Kubernetes Scheduler原理解析

阿新 • • 發佈：2019-01-17

本文是對Kubernetes Scheduler的演算法解讀和原理解析,重點介紹了預選(Predicates)和優選(Priorities)步驟的原理，並介紹了預設配置的Default Policies。接下來，我會分析Kubernetes Scheduler的原始碼，窺探其具體的實現細節以及如何開發一個Policy，見我下片博文吧。

Scheduler及其演算法介紹

Kubernetes Scheduler是Kubernetes Master的一個元件，通常與API Server和Controller Manager元件部署在一個節點，共同組成Master的三劍客。

一句話概括Scheduler的功能：將PodSpec.NodeName為空的Pods逐個地，經過預選(Predicates)和優選(Priorities)兩個步驟，挑選最合適的Node作為該Pod的Destination。

展開這兩個步驟，就是Scheduler的演算法描述：

預選：根據配置的Predicates Policies（預設為DefaultProvider中定義的default predicates policies集合）過濾掉那些不滿足這些Policies的的Nodes，剩下的Nodes就作為優選的輸入。
優選：根據配置的Priorities Policies（預設為DefaultProvider中定義的default priorities policies集合）給預選後的Nodes進行打分排名，得分最高的Node即作為最適合的Node，該Pod就Bind到這個Node。

如果經過優選將Nodes打分排名後，有多個Nodes並列得分最高，那麼scheduler將隨機從中選擇一個Node作為目標Node。

因此整個schedule過程，演算法本身的邏輯是非常簡單的，關鍵在這些Policies的邏輯，下面我們就來看看Kubernetes的Predicates and Priorities Policies。

Predicates and Priorities Policies

Predicates Policies

Predicates Policies就是提供給Scheduler用來過濾出滿足所定義條件的Nodes，併發的(最多16個goroutine)對每個Node啟動所有Predicates Policies的遍歷Filter，看其是否都滿足配置的Predicates Policies，若有一個Policy不滿足，則直接被淘汰。

注意：這裡的併發goroutine number為All Nodes number，但最多不能超過16個，由一個queue控制。

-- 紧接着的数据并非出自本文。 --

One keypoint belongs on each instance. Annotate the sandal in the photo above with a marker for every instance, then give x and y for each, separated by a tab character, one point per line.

Kubernetes提供了以下Predicates Policies的定義，你可以在kube-scheduler啟動引數中新增--policy-config-file來指定要運用的Policies集合,比如：

{
"kind" : "Policy",
"apiVersion" : "v1",
"predicates" : [
    {"name" : "PodFitsPorts"},
    {"name" : "PodFitsResources"},
    {"name" : "NoDiskConflict"},
    {"name" : "NoVolumeZoneConflict"},
    {"name" : "MatchNodeSelector"},
    {"name" : "HostName"}
    ],
"priorities" : [
    ...
    ]
}

NoDiskConflict: Evaluate if a pod can fit due to the volumes it requests, and those that are already mounted. Currently supported volumes are: AWS EBS, GCE PD, ISCSI and Ceph RBD. Only Persistent Volume Claims for those supported types are checked. Persistent Volumes added directly to pods are not evaluated and are not constrained by this policy.
NoVolumeZoneConflict: Evaluate if the volumes a pod requests are available on the node, given the Zone restrictions.
PodFitsResources: Check if the free resource (CPU and Memory) meets the requirement of the Pod. The free resource is measured by the capacity minus the sum of requests of all Pods on the node. To learn more about the resource QoS in Kubernetes, please check QoS proposal.
PodFitsHostPorts: Check if any HostPort required by the Pod is already occupied on the node.
HostName: Filter out all nodes except the one specified in the PodSpec’s NodeName field.
MatchNodeSelector: Check if the labels of the node match the labels specified in the Pod’s nodeSelector field and, as of Kubernetes v1.2, also match the scheduler.alpha.kubernetes.io/affinity pod annotation if present. See here for more details on both.
MaxEBSVolumeCount: Ensure that the number of attached ElasticBlockStore volumes does not exceed a maximum value (by default, 39, since Amazon recommends a maximum of 40 with one of those 40 reserved for the root volume – see Amazon’s documentation). The maximum value can be controlled by setting the KUBE_MAX_PD_VOLS environment variable.
MaxGCEPDVolumeCount: Ensure that the number of attached GCE PersistentDisk volumes does not exceed a maximum value (by default, 16, which is the maximum GCE allows – see GCE’s documentation). The maximum value can be controlled by setting the KUBE_MAX_PD_VOLS environment variable.
CheckNodeMemoryPressure: Check if a pod can be scheduled on a node reporting memory pressure condition. Currently, no BestEffort should be placed on a node under memory pressure as it gets automatically evicted by kubelet.
CheckNodeDiskPressure: Check if a pod can be scheduled on a node reporting disk pressure condition. Currently, no pods should be placed on a node under disk pressure as it gets automatically evicted by kubelet.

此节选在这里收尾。